Он радостно засмеялся: Жаннин не любила грубости.
— Скоро меня увезут назад?
Он увидел руку Жаннин, рука порылась в кармане белого халата и извлекла оттуда часы.
— Еще минут пятнадцать. Вам скучно?
— Нет.
Он никогда не скучал. Цветочные горшки не скучают. Когда светит солнце, их выставляют наружу, а потом с наступлением вечера возвращают обратно. У них никогда не спрашивают их мнения, они ничего не должны решать, ничего не должны ждать. Как захватывающе впитывать воздух и свет всеми порами! Небо загремело, как гонг, и он увидел пять маленьких аспидных точек в форме треугольника, поблескивавших меж двух облаков. Он вытянулся, и у него задвигались большие пальцы ног: звук приходил большими медными слоями, это было приятно и ласкающе, это походило на запах хлороформа, когда усыпляют на большом операционном столе. Жаннин вздохнула, и он исподтишка посмотрел на нее; она подняла голову и казалась встревоженной, определенно, что-то ее беспокоило. «А! Вспомнил: скоро будет война». Он улыбнулся.
— Значит, — сказал он, немного повернув шею, — ходячие решились начать свою войну.
— Напоминаю, — сухо ответила она. — Если вы будете так говорить, я больше не буду вам отвечать.
Он замолчал, у него было много времени, самолет гудел в его ушах, он себя хорошо чувствовал, молчание его не раздражает. Она не могла сопротивляться, ходячие всегда обеспокоены, им нужно говорить, двигаться: наконец, она не выдержала:
— Боюсь, что вы правы: скоро будет война.
Она выглядела, как в операционные дни, — одновременно разнесчастным ребенком и старшей медсестрой. Когда она вошла в самый первый день и сказала ему: «Приподнимитесь, я уберу судно», у нее был именно такой вид. Он потел, чувствовал собственный запах, отвратительный запах кожевенного завода, а она стояла, все понимающая и незнакомая, она протягивала к нему роскошные руки и выглядела именно так, как сегодня.
Он слегка облизнул губы: с тех пор он попортил ей немало крови. Он сказал ей:
— У вас такой взволнованный вид…
— Еще бы!
— А вам-то что до этой войны? Вас это не касается. Она отвернулась и с раздражением похлопала по краю фиксатора. К чему ей расстраиваться из-за войны? Ее профессия — ухаживать за больными.
— А мне плевать на войну, — сказал он.
— Зачем вы притворяетесь злым? — мягко сказала она. — Вы же не хотите, чтобы Францию разгромили.
— Мне это безразлично.
— Месье Шарль! Когда вы такой, вы меня пугаете.
— Я же не виноват, что я нацист, — ухмыльнулся он.
— Нацист! — обескураженно повторила она. — Что это вы на себя наговариваете! Нацист! Они убивают еврее.* и всех, кто с ними не согласен, они их сажают в тюрьму, и священников тоже, они подожгли Рейхстаг, это бандиты. Такое нельзя говорить; такой юноша, как вы, не имеет права говорить, что он нацист, даже в шутку.

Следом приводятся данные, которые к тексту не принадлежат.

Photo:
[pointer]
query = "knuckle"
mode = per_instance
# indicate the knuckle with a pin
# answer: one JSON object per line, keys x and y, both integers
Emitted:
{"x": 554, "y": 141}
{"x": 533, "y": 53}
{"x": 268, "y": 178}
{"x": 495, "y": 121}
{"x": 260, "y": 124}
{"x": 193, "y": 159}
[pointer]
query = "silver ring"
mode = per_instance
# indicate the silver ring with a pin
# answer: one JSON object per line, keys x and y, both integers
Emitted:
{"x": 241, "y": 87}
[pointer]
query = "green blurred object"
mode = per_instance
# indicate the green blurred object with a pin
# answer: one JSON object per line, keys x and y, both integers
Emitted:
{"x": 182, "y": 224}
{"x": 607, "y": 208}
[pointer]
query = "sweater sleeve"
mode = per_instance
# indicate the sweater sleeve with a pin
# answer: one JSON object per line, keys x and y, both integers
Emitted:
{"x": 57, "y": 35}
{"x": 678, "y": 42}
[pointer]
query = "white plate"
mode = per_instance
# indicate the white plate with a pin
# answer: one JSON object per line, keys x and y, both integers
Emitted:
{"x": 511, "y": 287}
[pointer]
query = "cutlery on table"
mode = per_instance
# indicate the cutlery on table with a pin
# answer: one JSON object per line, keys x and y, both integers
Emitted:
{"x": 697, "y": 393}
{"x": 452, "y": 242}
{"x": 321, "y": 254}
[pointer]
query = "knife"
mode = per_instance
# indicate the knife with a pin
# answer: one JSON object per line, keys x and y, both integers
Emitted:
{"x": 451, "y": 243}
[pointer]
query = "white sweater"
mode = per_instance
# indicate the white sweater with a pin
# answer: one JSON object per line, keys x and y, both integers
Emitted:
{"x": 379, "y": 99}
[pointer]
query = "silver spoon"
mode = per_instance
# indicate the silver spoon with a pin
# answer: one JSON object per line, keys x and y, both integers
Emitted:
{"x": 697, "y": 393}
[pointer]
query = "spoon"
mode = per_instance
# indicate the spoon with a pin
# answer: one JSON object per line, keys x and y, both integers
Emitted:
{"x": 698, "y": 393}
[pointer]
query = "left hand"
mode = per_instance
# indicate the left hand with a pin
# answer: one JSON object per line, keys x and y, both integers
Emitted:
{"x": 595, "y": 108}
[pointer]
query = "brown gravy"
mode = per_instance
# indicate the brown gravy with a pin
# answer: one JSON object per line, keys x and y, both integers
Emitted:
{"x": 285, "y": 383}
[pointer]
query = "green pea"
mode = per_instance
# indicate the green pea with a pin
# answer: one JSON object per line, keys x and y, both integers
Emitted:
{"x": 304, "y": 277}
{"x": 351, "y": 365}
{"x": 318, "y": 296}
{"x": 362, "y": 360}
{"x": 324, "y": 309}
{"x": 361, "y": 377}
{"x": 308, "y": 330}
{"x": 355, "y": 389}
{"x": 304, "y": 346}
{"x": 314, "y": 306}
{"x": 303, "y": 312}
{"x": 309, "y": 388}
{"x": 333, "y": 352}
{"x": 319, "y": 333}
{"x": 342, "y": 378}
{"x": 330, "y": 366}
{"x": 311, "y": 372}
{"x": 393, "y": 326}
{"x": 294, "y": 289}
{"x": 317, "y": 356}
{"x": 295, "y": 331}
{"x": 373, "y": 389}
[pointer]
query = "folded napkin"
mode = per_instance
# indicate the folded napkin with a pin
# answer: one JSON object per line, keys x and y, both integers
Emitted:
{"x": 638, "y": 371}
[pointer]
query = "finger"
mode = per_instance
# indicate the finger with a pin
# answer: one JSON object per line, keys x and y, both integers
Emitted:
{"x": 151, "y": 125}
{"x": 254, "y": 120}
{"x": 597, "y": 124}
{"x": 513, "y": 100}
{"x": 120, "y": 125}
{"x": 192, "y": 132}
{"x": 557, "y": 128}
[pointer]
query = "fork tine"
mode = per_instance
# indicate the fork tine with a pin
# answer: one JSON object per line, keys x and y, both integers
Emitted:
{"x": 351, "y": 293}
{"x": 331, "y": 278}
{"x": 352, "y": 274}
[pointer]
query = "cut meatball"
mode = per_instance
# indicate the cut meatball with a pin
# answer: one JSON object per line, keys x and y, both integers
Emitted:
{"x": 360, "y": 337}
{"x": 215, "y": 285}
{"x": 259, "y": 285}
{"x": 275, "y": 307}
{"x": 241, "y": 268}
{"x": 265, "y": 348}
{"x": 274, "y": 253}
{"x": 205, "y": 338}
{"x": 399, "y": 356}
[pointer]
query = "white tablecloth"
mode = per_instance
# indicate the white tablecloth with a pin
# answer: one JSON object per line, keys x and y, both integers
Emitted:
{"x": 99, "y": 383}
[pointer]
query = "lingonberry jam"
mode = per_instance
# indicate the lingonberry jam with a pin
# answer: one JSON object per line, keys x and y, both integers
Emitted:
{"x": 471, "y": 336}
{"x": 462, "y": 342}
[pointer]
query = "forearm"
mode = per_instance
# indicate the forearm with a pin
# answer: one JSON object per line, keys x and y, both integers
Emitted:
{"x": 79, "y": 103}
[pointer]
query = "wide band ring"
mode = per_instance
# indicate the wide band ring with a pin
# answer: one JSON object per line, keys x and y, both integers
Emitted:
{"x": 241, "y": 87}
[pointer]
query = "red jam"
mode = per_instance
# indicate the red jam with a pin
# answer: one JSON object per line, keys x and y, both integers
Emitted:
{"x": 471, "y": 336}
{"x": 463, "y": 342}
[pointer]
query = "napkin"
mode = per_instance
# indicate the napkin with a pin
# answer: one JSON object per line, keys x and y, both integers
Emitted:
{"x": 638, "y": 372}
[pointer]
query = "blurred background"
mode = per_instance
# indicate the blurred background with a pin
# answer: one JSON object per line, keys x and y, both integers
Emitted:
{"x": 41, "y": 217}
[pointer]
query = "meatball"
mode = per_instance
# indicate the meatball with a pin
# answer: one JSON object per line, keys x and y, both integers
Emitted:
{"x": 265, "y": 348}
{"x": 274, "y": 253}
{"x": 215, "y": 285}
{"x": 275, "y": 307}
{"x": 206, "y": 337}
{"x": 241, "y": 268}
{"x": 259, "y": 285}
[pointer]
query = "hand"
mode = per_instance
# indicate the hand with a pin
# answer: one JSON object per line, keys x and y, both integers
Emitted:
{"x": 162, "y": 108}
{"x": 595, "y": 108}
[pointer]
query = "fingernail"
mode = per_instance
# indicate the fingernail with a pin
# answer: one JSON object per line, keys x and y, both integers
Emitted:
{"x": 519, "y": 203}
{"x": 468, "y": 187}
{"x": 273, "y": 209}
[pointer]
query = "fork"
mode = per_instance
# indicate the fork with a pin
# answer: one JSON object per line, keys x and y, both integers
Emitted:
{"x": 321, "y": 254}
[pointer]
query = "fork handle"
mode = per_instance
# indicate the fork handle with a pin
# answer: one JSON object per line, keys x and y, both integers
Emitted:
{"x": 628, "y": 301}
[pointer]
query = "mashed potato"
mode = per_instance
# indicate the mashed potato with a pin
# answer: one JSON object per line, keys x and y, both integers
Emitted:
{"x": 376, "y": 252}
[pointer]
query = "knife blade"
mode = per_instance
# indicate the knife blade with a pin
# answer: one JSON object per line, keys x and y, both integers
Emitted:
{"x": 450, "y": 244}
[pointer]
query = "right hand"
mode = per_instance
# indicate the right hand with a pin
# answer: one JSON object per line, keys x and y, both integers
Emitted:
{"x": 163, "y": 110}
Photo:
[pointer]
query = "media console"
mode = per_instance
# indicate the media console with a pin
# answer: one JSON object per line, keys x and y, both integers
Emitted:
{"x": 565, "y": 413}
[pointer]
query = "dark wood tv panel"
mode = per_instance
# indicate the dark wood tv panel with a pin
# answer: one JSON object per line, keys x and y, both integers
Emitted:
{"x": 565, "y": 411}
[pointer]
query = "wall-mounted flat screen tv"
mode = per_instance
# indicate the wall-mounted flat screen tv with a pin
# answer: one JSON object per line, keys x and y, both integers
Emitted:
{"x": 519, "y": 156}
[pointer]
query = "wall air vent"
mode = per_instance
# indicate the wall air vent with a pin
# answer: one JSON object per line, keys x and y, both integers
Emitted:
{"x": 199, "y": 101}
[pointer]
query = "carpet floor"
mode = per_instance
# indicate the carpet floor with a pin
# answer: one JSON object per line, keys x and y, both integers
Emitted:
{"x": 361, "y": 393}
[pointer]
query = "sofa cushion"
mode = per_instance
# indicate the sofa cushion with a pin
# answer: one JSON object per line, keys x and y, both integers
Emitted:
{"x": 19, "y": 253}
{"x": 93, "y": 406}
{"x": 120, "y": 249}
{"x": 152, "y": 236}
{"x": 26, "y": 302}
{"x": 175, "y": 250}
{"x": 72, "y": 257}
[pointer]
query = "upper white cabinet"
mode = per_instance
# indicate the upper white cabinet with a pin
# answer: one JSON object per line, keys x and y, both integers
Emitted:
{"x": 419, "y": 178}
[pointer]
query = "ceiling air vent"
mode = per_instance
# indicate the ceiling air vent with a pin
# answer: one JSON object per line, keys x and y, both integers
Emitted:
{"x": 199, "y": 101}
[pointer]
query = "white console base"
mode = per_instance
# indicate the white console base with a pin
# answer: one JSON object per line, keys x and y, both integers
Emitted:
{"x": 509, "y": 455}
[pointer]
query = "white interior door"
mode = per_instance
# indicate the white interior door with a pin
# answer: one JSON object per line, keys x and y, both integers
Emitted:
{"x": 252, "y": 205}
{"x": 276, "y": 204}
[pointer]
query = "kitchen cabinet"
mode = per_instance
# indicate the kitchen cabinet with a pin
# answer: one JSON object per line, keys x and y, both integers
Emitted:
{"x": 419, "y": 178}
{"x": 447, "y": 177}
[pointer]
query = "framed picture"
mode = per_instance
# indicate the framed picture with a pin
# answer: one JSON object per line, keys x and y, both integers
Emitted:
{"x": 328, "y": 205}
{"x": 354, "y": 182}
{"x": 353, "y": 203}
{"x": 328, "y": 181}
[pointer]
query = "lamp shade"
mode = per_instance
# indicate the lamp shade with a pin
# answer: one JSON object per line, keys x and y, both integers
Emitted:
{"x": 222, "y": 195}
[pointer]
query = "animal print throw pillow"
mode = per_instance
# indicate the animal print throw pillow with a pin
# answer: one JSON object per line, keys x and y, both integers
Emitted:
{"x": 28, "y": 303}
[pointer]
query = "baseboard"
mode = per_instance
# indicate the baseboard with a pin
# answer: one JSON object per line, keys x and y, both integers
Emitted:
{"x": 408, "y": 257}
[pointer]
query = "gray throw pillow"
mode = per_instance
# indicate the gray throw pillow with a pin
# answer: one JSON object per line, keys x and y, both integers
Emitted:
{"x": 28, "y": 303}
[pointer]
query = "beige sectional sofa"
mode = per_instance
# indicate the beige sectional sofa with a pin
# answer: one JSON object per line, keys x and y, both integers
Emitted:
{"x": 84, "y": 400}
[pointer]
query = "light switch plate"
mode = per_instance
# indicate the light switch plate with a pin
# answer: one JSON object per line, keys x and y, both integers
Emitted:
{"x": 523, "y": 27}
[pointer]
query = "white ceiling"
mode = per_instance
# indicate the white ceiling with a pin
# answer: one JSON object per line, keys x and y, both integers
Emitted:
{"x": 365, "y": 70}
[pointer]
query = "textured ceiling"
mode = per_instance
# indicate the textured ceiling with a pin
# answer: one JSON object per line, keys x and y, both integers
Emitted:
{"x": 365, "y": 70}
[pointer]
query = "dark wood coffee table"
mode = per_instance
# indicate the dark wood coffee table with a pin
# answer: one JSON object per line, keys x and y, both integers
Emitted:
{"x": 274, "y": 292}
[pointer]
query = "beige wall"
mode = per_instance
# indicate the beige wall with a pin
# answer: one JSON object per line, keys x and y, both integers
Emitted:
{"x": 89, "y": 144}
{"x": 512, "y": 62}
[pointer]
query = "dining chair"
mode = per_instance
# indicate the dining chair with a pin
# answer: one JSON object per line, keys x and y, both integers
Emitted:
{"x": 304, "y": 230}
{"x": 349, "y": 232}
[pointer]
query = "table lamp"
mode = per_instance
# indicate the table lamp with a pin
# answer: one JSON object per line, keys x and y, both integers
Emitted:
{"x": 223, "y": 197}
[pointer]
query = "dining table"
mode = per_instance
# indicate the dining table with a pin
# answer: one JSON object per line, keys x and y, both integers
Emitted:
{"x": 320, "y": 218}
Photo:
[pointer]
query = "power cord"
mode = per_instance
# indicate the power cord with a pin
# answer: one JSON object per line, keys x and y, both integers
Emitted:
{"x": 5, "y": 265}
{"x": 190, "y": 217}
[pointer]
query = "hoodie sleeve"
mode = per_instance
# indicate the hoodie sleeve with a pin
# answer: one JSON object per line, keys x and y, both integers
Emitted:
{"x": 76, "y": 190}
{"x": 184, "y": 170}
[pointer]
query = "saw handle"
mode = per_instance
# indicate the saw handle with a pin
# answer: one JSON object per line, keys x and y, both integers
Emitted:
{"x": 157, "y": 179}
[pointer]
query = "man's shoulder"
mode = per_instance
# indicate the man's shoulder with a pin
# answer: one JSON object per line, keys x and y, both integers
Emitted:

Он сохранил на губах понимающую провоцирующую улыбочку. Он не испытывал антипатии к нацистам. Они были мрачными и свирепыми, казалось, они хотят все уничтожить: посмотрим, до каких пределов они дойдут, увидим. У него появилась забавная мысль:
— Если будет война, все станут горизонтальными.
— И он доволен! — возмутилась Жаннин. — Что еще взбредет ему на ум?
Он сказал:
— Стоячие устали стоять, они лягут плашмя в ямы. Я на спине, они на животе: все станут горизонтальными.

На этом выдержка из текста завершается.